I haven't updated this in a while mostly because I don't have a lot of good things to say. The past 6 weeks have been really rough on all of us. Seizures are completely out of control and our options are slim. She has anywhere from 8-12 clusters of strong spasms that usually last 10-15 min each, sometimes longer. Most of these clusters occur at night so she never gets rest which triggers more during the day. We have cancelled therapy at least once a week and have given her rescue meds on a regular basis to just let her get some rest. We haven't seen this much activity since this all started. The most frustrating thing about it all is that this new activity did not show up on her most recent EEG. Our neurologist was actually pleased with the results from the study. We told him that although they did not show up they are in fact seizures. We have seen enough seizures to know that they are. He said it was most likely random body movements due to a poor nervous system.
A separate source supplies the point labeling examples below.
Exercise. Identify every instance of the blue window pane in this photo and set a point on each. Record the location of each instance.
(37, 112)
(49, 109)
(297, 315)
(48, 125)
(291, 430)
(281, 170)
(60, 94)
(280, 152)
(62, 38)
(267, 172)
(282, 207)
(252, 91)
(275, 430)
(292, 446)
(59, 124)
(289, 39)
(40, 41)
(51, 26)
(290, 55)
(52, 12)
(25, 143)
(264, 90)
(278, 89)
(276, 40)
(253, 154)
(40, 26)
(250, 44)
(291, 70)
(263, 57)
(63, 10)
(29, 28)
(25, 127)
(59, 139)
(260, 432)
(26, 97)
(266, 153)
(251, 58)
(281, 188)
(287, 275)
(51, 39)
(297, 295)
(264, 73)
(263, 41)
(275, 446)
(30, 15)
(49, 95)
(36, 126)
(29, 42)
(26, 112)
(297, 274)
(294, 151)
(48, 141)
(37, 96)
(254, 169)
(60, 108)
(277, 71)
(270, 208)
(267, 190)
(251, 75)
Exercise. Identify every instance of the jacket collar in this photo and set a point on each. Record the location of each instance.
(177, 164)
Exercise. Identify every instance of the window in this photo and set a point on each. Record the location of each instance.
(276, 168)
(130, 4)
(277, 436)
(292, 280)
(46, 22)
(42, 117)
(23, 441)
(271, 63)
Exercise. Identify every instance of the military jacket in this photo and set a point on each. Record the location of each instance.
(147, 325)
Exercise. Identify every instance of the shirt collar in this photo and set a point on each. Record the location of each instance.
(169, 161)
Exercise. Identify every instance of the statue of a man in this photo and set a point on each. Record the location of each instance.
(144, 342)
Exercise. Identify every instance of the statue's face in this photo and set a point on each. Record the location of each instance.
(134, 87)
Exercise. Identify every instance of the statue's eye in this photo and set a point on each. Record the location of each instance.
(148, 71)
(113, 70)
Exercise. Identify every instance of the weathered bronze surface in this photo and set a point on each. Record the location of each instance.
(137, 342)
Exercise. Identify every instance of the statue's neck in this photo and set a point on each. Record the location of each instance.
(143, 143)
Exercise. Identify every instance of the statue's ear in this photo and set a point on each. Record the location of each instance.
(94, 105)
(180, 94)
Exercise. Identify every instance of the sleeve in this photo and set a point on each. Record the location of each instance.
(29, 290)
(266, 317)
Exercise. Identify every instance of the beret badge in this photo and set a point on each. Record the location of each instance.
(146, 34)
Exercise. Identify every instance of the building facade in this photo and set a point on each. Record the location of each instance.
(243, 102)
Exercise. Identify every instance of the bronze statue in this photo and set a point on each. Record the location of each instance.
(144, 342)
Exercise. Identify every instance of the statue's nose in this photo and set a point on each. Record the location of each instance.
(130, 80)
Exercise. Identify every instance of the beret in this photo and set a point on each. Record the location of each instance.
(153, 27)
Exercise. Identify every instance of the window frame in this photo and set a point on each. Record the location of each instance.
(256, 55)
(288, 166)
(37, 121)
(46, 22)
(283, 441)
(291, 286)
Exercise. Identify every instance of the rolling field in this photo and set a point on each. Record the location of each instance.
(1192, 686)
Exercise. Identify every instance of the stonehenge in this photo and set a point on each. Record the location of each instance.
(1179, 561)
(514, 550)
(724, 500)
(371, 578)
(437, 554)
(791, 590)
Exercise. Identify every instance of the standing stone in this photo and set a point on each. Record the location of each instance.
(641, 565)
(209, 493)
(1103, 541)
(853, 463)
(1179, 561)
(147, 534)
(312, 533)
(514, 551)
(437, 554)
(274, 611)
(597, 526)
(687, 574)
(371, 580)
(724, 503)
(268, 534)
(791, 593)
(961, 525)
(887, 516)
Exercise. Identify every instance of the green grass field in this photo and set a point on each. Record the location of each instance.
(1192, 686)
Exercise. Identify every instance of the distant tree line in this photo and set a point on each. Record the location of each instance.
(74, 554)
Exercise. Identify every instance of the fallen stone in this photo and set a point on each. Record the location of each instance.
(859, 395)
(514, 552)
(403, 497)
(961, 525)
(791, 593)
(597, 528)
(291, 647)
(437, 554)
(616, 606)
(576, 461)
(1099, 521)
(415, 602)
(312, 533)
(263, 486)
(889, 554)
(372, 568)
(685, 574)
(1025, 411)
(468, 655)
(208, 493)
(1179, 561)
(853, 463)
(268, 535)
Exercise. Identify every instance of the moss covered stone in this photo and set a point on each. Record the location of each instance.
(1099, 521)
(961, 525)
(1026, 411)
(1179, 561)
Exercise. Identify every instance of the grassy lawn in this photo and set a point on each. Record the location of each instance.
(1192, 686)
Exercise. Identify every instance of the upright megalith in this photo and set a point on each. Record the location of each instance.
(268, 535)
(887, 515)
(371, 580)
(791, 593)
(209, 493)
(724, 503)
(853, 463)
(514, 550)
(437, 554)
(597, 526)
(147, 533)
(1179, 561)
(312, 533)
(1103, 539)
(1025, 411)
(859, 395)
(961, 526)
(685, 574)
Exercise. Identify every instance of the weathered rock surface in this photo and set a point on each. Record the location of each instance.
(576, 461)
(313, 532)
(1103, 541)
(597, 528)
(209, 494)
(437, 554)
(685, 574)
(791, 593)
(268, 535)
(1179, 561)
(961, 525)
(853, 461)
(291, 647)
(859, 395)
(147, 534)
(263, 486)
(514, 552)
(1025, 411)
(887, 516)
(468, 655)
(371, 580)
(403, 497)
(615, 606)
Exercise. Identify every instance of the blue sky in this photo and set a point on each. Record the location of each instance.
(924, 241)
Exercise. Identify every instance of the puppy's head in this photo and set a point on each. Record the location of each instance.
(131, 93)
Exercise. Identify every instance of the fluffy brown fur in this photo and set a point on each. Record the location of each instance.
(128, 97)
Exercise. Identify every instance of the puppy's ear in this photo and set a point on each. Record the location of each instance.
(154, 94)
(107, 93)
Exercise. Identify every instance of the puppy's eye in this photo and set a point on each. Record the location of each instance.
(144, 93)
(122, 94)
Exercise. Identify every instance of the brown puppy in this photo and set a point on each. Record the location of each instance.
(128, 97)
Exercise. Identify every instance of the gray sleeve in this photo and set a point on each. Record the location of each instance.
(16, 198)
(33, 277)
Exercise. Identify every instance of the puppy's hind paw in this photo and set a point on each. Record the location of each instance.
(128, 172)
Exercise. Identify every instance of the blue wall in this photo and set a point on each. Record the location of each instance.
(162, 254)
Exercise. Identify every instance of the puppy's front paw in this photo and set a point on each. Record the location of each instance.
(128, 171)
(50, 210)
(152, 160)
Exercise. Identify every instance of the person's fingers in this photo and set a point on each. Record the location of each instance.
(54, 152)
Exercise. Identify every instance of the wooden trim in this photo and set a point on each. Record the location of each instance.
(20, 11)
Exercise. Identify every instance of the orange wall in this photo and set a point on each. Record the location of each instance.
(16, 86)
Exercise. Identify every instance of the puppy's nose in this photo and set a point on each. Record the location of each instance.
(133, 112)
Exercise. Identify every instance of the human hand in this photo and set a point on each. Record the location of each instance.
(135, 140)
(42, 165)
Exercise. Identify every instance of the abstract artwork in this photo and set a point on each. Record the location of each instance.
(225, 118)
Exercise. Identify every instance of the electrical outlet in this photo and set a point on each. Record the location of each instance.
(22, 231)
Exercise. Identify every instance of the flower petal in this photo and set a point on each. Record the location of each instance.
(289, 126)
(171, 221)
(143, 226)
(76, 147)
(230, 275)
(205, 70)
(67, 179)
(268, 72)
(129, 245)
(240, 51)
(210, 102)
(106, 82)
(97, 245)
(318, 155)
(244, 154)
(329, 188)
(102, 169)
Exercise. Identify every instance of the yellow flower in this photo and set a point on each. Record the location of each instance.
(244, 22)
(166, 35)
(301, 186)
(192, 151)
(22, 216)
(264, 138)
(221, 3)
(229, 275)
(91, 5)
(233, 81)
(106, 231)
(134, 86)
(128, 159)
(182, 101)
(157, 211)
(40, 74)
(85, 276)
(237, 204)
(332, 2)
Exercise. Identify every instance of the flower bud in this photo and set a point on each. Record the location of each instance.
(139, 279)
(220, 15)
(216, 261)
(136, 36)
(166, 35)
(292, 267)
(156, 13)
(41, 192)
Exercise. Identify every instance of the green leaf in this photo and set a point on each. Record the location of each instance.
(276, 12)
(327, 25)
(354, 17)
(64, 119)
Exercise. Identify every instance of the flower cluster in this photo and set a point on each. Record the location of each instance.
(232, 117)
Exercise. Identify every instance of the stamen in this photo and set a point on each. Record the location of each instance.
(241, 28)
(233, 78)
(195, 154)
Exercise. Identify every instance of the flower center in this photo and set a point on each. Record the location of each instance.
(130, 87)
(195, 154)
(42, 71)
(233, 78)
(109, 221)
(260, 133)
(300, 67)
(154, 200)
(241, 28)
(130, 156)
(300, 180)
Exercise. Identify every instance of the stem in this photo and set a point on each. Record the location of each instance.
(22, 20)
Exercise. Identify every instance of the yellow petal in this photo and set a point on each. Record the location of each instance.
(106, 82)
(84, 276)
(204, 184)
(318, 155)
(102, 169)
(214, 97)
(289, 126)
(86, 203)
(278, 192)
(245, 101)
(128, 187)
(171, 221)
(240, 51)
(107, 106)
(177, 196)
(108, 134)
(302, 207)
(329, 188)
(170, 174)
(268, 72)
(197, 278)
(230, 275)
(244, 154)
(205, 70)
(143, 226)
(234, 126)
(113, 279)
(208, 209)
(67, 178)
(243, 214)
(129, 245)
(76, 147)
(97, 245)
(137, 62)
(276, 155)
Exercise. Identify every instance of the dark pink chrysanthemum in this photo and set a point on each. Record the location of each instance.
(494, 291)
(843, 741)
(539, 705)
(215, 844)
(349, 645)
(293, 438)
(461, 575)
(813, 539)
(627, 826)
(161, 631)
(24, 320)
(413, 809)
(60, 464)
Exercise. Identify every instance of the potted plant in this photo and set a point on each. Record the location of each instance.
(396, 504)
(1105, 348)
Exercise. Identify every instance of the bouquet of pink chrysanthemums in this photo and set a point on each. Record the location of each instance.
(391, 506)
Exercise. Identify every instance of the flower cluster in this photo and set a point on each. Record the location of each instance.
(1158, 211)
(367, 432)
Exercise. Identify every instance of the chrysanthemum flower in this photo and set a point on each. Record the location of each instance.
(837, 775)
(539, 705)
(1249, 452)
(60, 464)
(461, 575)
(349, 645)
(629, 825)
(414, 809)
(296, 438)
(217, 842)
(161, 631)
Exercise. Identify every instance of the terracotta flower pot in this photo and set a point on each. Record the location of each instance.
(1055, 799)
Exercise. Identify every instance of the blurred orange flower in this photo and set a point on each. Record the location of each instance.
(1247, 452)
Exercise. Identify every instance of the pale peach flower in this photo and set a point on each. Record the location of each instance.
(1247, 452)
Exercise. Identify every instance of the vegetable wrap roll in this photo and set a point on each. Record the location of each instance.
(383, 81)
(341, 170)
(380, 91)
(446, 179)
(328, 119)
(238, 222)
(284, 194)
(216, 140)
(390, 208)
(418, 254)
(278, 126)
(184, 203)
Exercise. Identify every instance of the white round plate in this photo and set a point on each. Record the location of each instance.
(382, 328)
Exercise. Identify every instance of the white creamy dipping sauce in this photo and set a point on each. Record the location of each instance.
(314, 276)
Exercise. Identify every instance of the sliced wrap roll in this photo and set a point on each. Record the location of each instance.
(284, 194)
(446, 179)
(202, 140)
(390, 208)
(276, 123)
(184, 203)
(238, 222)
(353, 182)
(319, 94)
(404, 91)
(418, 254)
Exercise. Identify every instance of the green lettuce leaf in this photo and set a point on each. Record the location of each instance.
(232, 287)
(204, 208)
We disagree completely and have told him numerous times that something needs to be done. We have researched and suggested that these may be deep brain seizures that a regular EEG can't read. He agreed that it is possible but we would have to do a specialized test to confirm. The only place in Tennessee that has that machine is Memphis and he has connections there. We told him to try and get us an appointment ASAP. It really concerns me that we have to be this persistent just to get suggestions from our doctor. We feel like we are the doctors and really wish we had more support. I worry about other families who don't have the resources or personalities to question the doctor when it's needed. We really feel like a bigger city would be more beneficial for her needs but moving again is not something we want to think about.
The amount of seizure activity she has experience in the last two months has really taken a toll on her. She is tired, irritable and "out of it" all day. She never feels like doing anything and we haven't been going out a lot except for outside our house. Her seizures are so strong and violent that she needs to be in a place where we can lay her down. It's almost impossible to hold her while she is seizing. Her arms stiffen and slam on the ground so now we worry about her hurting herself. We both have taken some punches in the face. Not all of her episodes are this bad but about half of her daily clusters are.
She has regressed with most of the skills she was working on and isn't able to learn a lot of new things. She does have a couple hours a day where she is alert and plays but it's just not the same as it was a few months ago before this got bad. She just wants to sleep all day long.
The stress of all of this is hard for us but we are actually able to manage it better than we expected. Although Justin did get shingles a few weeks ago! The doctor asked him if he had a lot of stress at home...yeah just a little. He is fine and probably not happy I shared that with everyone. He is training for a big triathlon in the fall so that helps keep his mind off things. I went out of town last weekend for a bachelorette party and it was so fun! It was nice to have a break and hang out with friends. We will be celebrating our 3rd anniversary on the 29th and hopefully we can do something fun.
I will try to end on a positive note. We should be getting Piper's gait trainer soon and it will be fun to use at home. She spent 30 min in at PT last week and I think if we practice more she will get the hang of it.